Il y a des œuvres d'art que tu ne comprends pas tout à fait, mais qui te touchent profondément. Les Films de Paradjanov par exemple, ou La planète, une complainte par Garin Nugroho. Nugroho a choisi de ne pas surtitrer son spectacle, de sorte que ton cerveau rationnel doit être mis de côté pendant un certain temps. Que chantent-ils, que se passe-t-il exactement, de quoi s'agit-il ? Après quelques minutes de ce même tour, cette partie de ton cerveau abandonne et tu peux te laisser aller à la beauté émouvante des lamentations.
Un homme survit à une catastrophe naturelle et échoue sur une île. Sur le film, nous voyons comment : il se débat hors de quelque chose qui me rappelle un cocon, un filet de pêche et une membrane de naissance. La renaissance de cet homme en tant que noyé pour assurer la renaissance de la planète. La chanteuse et narratrice de l'histoire lui donne un œuf, symbole de nourriture, d'énergie et d'une nouvelle planète. Il doit prendre soin de l'œuf ; l'œuf est la graine d'un nouveau monde, après que la nature a détruit l'ancien. Le fait que les humains aient contribué à cette destruction apparaît clairement dans le décor : la plage est jonchée de vieux vêtements. J'y vois une référence à notre société de consommation, mais aussi à ce qui reste après un tsunami, lorsque les personnes qui ont porté ces vêtements ne sont plus là. C'est une image qui nous interpelle.
L'échantillon de consommation
Une fine toile de plastique trouée constitue l'écran de projection : une autre référence à ce que nous faisons subir à l'environnement. Cependant, l'environnement riposte en envoyant sur la terre 3 monstres affamés, nés des restes de l'avidité humaine et de notre désir indigeste de consommation et de production. Les monstres visent l'œuf, ils ont eux aussi besoin de plus d'énergie et de nourriture.

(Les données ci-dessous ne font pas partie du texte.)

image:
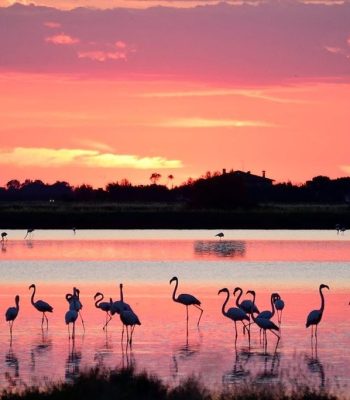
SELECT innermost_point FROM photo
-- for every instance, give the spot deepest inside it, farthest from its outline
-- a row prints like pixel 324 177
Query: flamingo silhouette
pixel 104 306
pixel 315 316
pixel 234 313
pixel 264 324
pixel 186 299
pixel 11 314
pixel 129 318
pixel 41 306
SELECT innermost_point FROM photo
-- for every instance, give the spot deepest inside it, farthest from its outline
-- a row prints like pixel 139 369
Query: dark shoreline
pixel 40 215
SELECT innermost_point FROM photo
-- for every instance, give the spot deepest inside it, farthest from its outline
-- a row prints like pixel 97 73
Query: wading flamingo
pixel 234 313
pixel 41 306
pixel 186 299
pixel 104 306
pixel 11 314
pixel 264 324
pixel 315 316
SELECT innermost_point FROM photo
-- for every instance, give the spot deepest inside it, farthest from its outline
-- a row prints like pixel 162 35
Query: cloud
pixel 52 24
pixel 256 94
pixel 63 39
pixel 118 51
pixel 44 157
pixel 211 123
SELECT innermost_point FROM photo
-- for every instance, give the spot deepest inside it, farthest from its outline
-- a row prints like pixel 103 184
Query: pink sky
pixel 93 96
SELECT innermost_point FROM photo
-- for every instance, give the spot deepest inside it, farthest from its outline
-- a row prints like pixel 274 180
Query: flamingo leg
pixel 201 310
pixel 82 321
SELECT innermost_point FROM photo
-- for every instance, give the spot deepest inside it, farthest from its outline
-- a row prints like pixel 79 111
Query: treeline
pixel 227 190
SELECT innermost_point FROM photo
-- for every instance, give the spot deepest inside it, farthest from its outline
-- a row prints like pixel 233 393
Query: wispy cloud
pixel 44 157
pixel 211 123
pixel 256 94
pixel 52 24
pixel 62 39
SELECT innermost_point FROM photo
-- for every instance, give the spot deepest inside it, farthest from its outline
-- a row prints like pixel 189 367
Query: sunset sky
pixel 124 88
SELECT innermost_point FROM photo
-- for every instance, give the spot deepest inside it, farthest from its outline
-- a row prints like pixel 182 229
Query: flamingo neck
pixel 98 301
pixel 33 294
pixel 322 301
pixel 174 292
pixel 252 314
pixel 239 296
pixel 225 302
pixel 273 306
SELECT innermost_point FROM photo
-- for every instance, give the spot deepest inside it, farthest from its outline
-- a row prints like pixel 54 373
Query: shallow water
pixel 293 263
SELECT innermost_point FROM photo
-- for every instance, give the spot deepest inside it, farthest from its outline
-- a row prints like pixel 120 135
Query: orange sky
pixel 86 123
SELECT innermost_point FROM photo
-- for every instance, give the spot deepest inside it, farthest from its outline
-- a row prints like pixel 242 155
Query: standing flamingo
pixel 41 306
pixel 264 324
pixel 234 313
pixel 119 305
pixel 29 232
pixel 70 317
pixel 11 314
pixel 129 318
pixel 75 300
pixel 279 304
pixel 315 316
pixel 186 299
pixel 104 306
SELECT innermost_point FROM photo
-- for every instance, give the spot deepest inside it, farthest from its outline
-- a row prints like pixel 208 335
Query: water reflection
pixel 72 366
pixel 223 248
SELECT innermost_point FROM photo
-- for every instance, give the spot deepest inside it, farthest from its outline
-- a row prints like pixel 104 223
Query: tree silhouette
pixel 170 179
pixel 155 177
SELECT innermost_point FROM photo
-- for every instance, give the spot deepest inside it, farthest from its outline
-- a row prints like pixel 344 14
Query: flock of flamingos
pixel 245 311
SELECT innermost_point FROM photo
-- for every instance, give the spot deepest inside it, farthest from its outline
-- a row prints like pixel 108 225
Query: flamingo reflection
pixel 186 300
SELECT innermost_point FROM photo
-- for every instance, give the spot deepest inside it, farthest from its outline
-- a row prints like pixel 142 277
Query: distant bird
pixel 11 314
pixel 264 324
pixel 129 318
pixel 315 316
pixel 29 233
pixel 104 306
pixel 279 304
pixel 246 305
pixel 41 306
pixel 234 313
pixel 119 305
pixel 186 299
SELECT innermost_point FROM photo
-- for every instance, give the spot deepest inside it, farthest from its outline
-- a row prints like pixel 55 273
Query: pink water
pixel 292 263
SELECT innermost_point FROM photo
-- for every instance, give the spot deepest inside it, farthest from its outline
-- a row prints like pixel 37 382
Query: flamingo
pixel 129 318
pixel 70 318
pixel 246 305
pixel 119 305
pixel 11 314
pixel 315 316
pixel 186 299
pixel 104 306
pixel 234 313
pixel 29 232
pixel 264 324
pixel 279 305
pixel 75 300
pixel 41 306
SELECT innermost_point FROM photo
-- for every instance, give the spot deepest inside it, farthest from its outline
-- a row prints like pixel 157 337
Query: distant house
pixel 251 180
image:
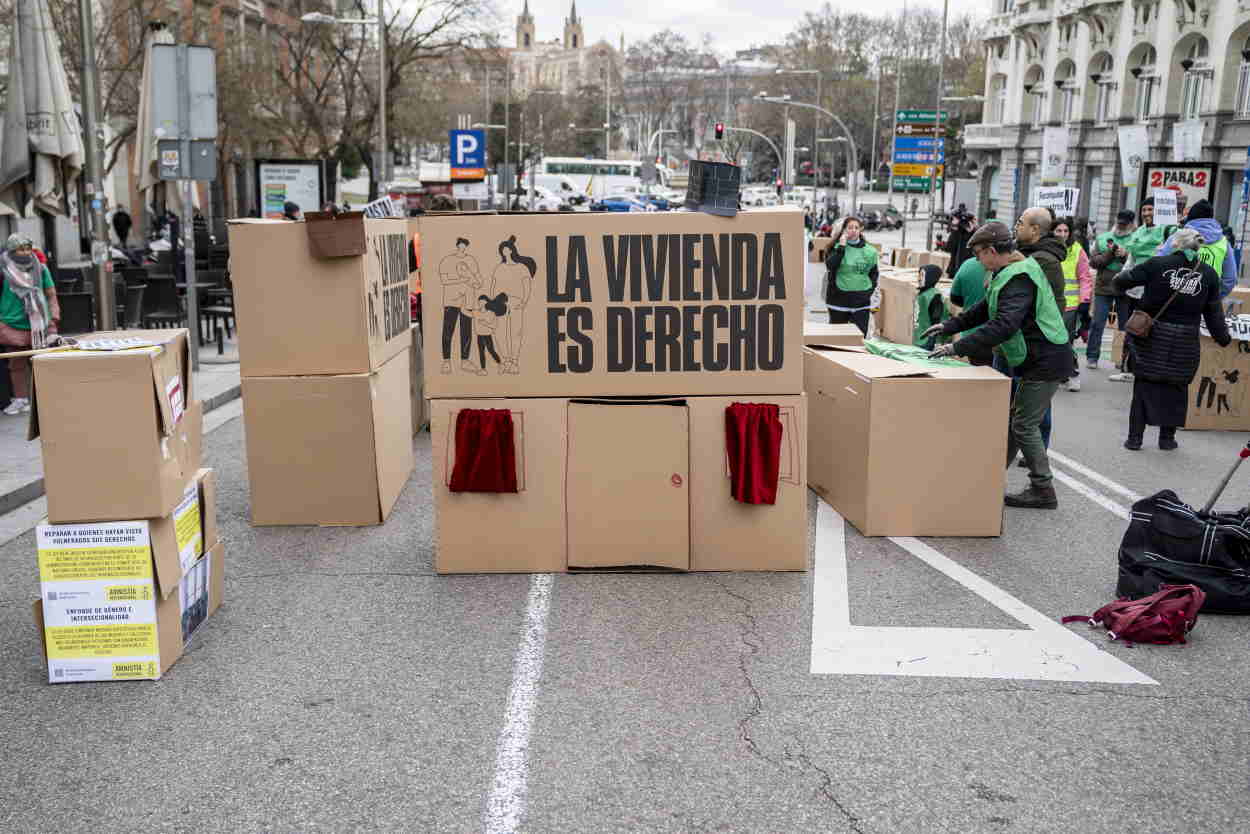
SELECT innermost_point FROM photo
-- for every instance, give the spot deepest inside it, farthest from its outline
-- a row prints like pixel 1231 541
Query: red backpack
pixel 1164 617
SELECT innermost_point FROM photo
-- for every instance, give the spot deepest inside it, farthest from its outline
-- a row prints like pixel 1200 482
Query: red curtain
pixel 485 452
pixel 753 438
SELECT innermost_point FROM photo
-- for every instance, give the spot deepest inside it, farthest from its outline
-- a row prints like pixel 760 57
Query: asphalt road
pixel 344 687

Les chanteurs appellent à l'aide et un oiseau vient à la rescousse, conduisant l'homme et l'œuf vers un nid dans la dernière forêt restante. Trop tard : les monstres traquent l'œuf et l'homme se sacrifie pour le protéger. La complainte finale qui chante la mort de l'homme mais aussi la sauvegarde de l'œuf va droit au cœur. La barrière de la langue ne pose aucun problème.
Nugroho, artiste polyvalent (il fait des films, du théâtre, des installations et écrit), a puisé son inspiration dans tout l'archipel indonésien : danse de rue hip-hop en Papouasie, lamentations catholiques de Flores, danse javanaise, lamentations traditionnelles de l'intérieur de la Papouasie. Dans le spectacle, il utilise le chant, la danse et le cinéma.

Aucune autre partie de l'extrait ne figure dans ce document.